One of my favourite things about the paradors are the breakfasts. In previous years we’ve been able to eat breakfast in our room (or on the balcony if we had one). Sadly this is currently off the cards. Indeed in our first parador at Santo Domingo there wasn’t even a buffet. Staff brought out plates of bread, pastries, meats and cheeses. Then you requested hot items like eggs. There was, I think a lot of waste. But the restaurant was quite small so that might have accounted for it. Subsequently at Siguenza, Lleida and Vic the buffets were back. Each diner was given bamboo tweezers to pick items up. You had to wear a mask but these were small things that made breakfast much more enjoyable.

Restaurant at Lleida is a converted church

Dinner menus can be a bit odd. Just because something appears to be a starter doesn’t mean it will be smaller than a main course. Plus you can never tell if vegetables will be on the plate, often it’s a piece of meat or fish and little or nothing else. It wasn’t until the last night that I managed to get a decent amount of broccoli and cauliflower on my plate! But the food is good, well cooked if a bit on the cheffy side, as you’d expect. A plate of fresh fruit to finish was always a good way to get something other than protein. Fresh fruit is also available at breakfast.

Drinks in the bar

Many of the bars on this trip were a bit on the large and soulless side on this trip. If you can sit outside then that overcomes this problem, which was the case at both Siguenza and Vic. At both of these we also had balconies, which on a hot evening is a wonderful alternative.

Bars in most areas seem to close earlier than they used to, at 11pm. I’m not sure if that’s a Covid thing or not. They tend not to be much fun in the evening especially after dinner; a few people have their coffee there, but mainly they seem to go straight to their rooms.

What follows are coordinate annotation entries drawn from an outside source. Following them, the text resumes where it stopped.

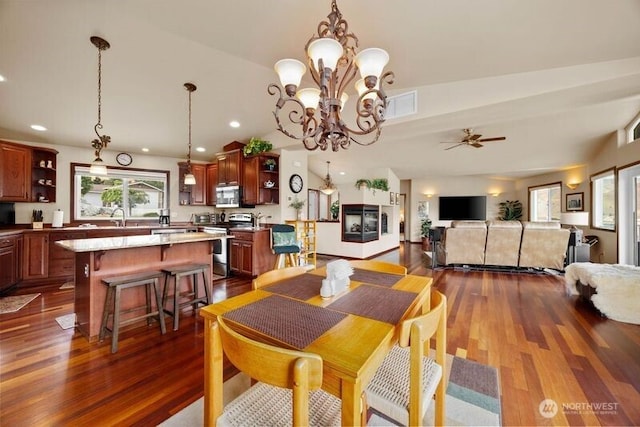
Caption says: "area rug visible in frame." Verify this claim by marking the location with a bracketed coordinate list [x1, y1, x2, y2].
[56, 313, 76, 329]
[159, 355, 501, 427]
[0, 294, 40, 314]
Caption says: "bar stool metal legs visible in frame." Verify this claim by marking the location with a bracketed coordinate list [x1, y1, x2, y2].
[99, 271, 167, 353]
[162, 264, 213, 331]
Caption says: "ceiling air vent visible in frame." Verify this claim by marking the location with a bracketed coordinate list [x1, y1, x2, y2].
[385, 90, 418, 120]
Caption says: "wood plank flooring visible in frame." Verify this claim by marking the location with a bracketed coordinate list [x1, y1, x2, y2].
[0, 244, 640, 426]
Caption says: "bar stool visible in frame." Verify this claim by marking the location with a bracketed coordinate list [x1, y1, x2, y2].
[99, 270, 167, 353]
[162, 264, 213, 331]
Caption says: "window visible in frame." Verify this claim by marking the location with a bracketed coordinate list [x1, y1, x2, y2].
[71, 163, 169, 221]
[529, 182, 562, 221]
[591, 168, 616, 231]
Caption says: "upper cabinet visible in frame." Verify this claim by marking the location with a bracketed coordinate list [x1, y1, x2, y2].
[0, 141, 58, 202]
[242, 153, 280, 205]
[216, 150, 242, 185]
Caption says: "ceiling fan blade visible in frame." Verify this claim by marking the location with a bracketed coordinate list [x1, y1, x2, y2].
[478, 136, 507, 142]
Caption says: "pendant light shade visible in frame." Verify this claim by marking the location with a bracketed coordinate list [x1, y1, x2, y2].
[184, 83, 197, 185]
[319, 162, 338, 196]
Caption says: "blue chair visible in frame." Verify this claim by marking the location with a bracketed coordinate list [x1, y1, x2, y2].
[271, 224, 300, 270]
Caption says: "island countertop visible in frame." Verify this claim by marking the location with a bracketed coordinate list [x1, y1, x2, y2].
[56, 233, 229, 252]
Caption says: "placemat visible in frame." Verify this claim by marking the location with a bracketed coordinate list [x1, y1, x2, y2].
[223, 295, 347, 350]
[327, 285, 416, 325]
[262, 273, 324, 301]
[350, 268, 404, 287]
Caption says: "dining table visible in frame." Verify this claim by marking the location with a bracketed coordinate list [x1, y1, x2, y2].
[200, 267, 432, 426]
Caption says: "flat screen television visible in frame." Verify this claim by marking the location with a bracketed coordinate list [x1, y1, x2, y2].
[438, 196, 487, 220]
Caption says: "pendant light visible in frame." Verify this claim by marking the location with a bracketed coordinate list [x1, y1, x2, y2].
[89, 36, 111, 175]
[184, 83, 197, 185]
[320, 162, 338, 196]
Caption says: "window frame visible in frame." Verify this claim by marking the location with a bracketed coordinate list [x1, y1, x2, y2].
[589, 166, 618, 233]
[527, 181, 562, 221]
[69, 163, 171, 224]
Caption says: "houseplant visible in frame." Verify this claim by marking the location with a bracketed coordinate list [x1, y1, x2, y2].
[242, 137, 273, 157]
[499, 200, 522, 221]
[264, 159, 276, 171]
[289, 197, 305, 219]
[329, 200, 340, 220]
[420, 218, 432, 251]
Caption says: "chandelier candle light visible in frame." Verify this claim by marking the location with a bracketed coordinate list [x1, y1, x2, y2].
[89, 36, 111, 175]
[268, 0, 394, 151]
[184, 83, 197, 185]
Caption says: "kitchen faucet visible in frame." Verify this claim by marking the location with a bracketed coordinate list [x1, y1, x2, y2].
[111, 208, 127, 227]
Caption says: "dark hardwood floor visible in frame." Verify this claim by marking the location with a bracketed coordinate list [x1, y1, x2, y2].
[0, 245, 640, 426]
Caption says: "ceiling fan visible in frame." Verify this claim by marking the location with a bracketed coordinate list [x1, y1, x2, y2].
[442, 128, 507, 150]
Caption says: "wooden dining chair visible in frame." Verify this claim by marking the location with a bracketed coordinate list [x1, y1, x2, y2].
[216, 316, 342, 426]
[251, 267, 308, 289]
[366, 290, 447, 426]
[349, 259, 407, 276]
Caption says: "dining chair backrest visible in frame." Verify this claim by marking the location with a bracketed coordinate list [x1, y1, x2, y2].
[349, 259, 407, 276]
[251, 267, 307, 289]
[217, 316, 322, 426]
[398, 290, 447, 425]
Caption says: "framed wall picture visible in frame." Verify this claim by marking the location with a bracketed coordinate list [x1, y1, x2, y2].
[567, 193, 584, 212]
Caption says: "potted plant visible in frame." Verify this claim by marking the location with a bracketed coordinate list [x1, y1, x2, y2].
[420, 218, 432, 251]
[264, 158, 276, 171]
[329, 200, 340, 221]
[499, 200, 522, 221]
[371, 178, 389, 191]
[356, 178, 371, 190]
[289, 197, 305, 219]
[242, 137, 273, 157]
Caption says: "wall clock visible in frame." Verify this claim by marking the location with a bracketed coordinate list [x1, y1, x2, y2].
[289, 173, 304, 193]
[116, 153, 133, 166]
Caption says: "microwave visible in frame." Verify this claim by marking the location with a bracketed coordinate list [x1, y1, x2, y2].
[216, 185, 242, 208]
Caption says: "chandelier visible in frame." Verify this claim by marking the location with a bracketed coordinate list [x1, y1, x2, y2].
[268, 0, 394, 151]
[184, 83, 197, 185]
[89, 36, 111, 175]
[319, 162, 338, 196]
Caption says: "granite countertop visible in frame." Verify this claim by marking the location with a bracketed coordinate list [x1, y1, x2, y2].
[56, 233, 227, 252]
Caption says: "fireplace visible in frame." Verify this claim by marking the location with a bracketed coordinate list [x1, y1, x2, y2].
[342, 205, 380, 243]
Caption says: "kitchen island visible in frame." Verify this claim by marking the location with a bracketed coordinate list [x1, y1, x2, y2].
[56, 233, 226, 342]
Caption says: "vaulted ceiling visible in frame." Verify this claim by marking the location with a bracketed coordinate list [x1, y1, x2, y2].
[0, 0, 640, 181]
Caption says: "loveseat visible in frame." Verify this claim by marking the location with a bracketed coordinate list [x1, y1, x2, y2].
[436, 221, 570, 270]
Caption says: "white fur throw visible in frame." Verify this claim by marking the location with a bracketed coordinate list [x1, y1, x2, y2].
[564, 262, 640, 325]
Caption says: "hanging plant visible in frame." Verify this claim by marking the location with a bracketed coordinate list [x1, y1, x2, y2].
[499, 200, 522, 221]
[242, 137, 273, 157]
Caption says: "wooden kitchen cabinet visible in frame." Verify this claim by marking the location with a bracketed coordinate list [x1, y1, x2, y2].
[242, 154, 280, 205]
[229, 228, 276, 276]
[0, 235, 22, 294]
[0, 141, 31, 202]
[22, 231, 49, 280]
[178, 162, 207, 205]
[216, 149, 243, 185]
[207, 163, 218, 206]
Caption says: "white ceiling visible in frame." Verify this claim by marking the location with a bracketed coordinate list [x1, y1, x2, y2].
[0, 0, 640, 182]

We therefore tend to do the same, but often take our drink with us.

The bar in Santa Domingo was something of a tourist attraction, with people, peering in the window to see the former castle interior. It’s a shame more don’t venture in for a coffee or a drink as the bars tend to be open to non residents and it added to the atmosphere.

Bar in Santo Domingo Parador
Outdoor bar at Siguenza

Overall thoughts

Graeme has visited lots of paradores, he absolutely loves them, even if he moans about their idiosyncrasies. I’ve visited a fair few now too. This bunch were pretty typical but also a pleasure. Partly because this is the first time we’ve stayed in hotels since March 2020. But also because it makes a change from having to cater for yourself, someone else makes the bed and cooks your food. There are plenty more paradores to visit and stay in and I hope it isn’t too long before we can do so again.